たとえ初対面であっても脳の奥底に楽しく過ごした記憶があれば、それを直接今の紅莉栖が思い起こさなくても浅い部分で認識できる。
この世界線で出会ってから、まだ時間はさほど経過していない。
にもかかわらず気を許せているのだとしたら、その影響もあるのかもしれない。
そう思う俺を、紅莉栖は真っ向から否定する。
「でもそうじゃない。私がラボをホームみたいに落ち着けているのは、α世界線の私の記憶があったからじゃない。

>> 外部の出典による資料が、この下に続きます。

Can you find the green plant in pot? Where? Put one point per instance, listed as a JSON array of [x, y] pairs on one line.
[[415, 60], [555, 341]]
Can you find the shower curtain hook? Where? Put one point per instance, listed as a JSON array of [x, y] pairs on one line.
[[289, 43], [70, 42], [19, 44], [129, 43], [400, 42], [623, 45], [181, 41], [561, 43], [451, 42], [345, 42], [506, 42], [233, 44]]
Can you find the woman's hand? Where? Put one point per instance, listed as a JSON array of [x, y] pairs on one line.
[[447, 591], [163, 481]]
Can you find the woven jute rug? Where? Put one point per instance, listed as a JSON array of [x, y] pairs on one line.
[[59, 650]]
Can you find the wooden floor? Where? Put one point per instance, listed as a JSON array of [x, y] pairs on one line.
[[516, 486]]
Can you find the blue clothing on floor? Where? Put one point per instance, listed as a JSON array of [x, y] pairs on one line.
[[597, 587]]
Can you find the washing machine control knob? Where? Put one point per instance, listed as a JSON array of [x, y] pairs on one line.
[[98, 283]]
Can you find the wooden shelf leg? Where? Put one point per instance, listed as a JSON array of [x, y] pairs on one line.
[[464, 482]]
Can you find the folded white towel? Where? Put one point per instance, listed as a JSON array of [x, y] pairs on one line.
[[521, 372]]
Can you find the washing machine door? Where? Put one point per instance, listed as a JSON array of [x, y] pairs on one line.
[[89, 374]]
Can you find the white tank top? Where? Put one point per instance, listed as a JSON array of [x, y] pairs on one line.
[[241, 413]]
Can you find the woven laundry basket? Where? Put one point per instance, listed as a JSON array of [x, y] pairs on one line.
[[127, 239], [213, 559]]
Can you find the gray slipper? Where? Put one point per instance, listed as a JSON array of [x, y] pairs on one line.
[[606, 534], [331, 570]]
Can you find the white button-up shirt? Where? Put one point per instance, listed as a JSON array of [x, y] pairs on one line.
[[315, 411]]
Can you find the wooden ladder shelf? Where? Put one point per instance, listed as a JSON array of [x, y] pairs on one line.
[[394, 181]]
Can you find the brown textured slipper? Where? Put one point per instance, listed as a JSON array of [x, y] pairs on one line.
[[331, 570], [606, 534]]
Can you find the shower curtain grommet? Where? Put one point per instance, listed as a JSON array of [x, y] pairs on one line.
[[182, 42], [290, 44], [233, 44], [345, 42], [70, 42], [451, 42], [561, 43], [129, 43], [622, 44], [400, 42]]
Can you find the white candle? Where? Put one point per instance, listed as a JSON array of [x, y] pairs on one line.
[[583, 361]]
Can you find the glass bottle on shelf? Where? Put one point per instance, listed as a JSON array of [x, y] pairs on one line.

ここにラボメンが……岡部がいるからよ」
一つ間を置いて続ける。
「この場所に鳳凰院凶真が居て、椎名まゆりや橋田至も居て、他のラボメンも居て……岡部倫太郎も居る。だから落ち着くの。私の感情に……私の気持ちに、私以外の牧瀬紅莉栖は関係ない」
紅莉栖は、俺が話したα世界線での出来事を信じていない訳ではない。
その上でそう言い切ったのだ。
「……物好きが居たものだな」
「あんたがそれを言うな」
示し合わせたかのようにお互い笑い合う。